Quello che possiamo imparare da Trump non è solo una lezione di marketing politico, ma anche una riflessione sul potenziale dell’automazione per generare un engagement profondo e duraturo. La chiave è l’uso intelligente dei dati, la personalizzazione spinta e una strategia flessibile capace di adattarsi ai segnali in tempo reale (e qui l’alleanza con Elon e il suo X è stata cruciale). Trump, per molti versi, ha portato la marketing automation fuori dai confini tradizionali del business, dimostrando che il messaggio giusto, con il giusto livello di persuasione e ripetizione, può davvero spostare il baricentro dell’opinione pubblica.
Il twist più interessante del ragionamento, però, è il fine di Trump.
Se guardiamo alle email che il suo staff invia, vediamo formalismi semplici e urlati, che ricordano lo spam del Viagra, che non consiglierei mai ai clienti che seguo, ma che certamente sono efficaci su certi tipi di pubblico.
Ma la cosa ancor più interessante sono le CTA, le call to action, i pulsanti all’interno delle email che invitano all’azione: tutte riguardano donazioni, acquisti di merchandasing, azioni rivolte a rimpiguare il patrimonio del nuovo President of the United States (guardate questo “Donate to Enter”, dove si scopre che donare, in realtà, non serve per partecipare all’inauguration date):
Come diceva Formica? La politica è sangue e merda: aveva scordato i soldi. Perché la conclusione a mio avviso è ancor più intrigante (e ha esempi italiani molto evidenti).

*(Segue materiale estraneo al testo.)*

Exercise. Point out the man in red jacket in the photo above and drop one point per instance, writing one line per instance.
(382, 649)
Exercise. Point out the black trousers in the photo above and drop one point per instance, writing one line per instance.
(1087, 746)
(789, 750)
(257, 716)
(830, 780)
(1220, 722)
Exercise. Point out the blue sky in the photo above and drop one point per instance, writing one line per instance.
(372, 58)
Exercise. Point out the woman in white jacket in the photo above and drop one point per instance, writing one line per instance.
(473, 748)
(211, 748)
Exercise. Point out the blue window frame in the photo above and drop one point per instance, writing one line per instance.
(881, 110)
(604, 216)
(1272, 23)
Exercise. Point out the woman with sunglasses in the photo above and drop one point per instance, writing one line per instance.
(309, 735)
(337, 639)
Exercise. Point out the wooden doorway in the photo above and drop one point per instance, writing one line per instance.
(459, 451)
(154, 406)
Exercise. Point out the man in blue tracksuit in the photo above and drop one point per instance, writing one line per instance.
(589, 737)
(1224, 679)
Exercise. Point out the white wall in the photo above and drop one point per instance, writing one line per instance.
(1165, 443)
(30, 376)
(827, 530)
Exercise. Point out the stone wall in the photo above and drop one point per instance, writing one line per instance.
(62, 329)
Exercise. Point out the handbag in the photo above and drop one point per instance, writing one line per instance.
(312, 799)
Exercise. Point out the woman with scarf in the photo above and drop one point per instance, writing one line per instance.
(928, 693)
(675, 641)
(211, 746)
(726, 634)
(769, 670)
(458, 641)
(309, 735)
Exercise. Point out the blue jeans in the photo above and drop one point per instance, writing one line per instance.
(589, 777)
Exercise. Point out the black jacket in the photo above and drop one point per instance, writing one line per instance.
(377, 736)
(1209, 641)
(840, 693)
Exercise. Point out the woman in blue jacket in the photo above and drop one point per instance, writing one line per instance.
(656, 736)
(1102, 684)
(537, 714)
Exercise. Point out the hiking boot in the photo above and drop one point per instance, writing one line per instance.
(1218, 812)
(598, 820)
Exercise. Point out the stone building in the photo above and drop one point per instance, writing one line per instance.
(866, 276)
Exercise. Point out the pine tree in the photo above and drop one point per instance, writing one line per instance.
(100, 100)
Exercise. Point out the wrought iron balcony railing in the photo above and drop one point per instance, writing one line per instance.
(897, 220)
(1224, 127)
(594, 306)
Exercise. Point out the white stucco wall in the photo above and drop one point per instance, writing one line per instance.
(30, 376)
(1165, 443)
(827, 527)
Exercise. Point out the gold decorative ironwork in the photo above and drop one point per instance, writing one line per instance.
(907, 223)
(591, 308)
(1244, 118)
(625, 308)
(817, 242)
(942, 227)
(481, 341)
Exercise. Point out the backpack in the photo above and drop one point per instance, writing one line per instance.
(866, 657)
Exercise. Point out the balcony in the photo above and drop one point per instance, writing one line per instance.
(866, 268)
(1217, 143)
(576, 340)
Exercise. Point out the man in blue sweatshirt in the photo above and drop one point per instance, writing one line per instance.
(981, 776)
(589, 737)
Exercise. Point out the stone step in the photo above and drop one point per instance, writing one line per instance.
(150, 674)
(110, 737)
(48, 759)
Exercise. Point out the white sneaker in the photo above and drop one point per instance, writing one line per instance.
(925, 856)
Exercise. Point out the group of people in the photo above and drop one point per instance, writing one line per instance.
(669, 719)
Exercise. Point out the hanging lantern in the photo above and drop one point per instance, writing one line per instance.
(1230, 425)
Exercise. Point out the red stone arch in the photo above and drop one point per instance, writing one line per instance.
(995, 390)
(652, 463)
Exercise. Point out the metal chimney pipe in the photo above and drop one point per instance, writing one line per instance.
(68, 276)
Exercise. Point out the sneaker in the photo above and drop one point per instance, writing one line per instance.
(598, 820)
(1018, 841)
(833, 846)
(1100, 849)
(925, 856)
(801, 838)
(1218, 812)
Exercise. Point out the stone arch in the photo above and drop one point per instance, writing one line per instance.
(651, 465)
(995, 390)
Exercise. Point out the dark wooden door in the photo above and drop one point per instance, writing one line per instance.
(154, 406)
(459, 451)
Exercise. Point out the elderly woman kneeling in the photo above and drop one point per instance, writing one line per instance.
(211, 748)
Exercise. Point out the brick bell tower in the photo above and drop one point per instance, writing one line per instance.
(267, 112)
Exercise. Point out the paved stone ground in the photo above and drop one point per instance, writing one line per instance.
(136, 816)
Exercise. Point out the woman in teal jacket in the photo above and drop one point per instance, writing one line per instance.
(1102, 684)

La politica oggi, e non solo per Trump, è una macchina da soldi, che aiuta a capitalizzare valori, mugugni, scontenti, fa leva sulla polarizzazione per spingere all’azione la propria base elettorale, anche con l’aiuto di intelligenze artificiali sempre più performanti. Poco importa se la base elettorale nella sua complessità stessa pensa cose ortogonali sugli stessi argomenti, quando riceve messaggi infiammatori coerenti con la propria visione del mondo.Un modello di marketing automation poco responsabile, sicuro, che mai metterei in atto personalmente, ma assolutamente efficace per raggiungere i fini che si propone: monetizzare.
Un ps per chi è arrivato fino a qui: io avevo concluso con “guadagnare”. ChatGPT mi ha suggerito “monetizzare”. Io preferisco la forma precedente, ma chi sono per oppormi alle AI? Alla fine, come cantava Contessa, dovremmo monetizzare, questo nostro grande amore, con dei video virali, o dei post svergognati: più o meno, il punto della rubrica è questo.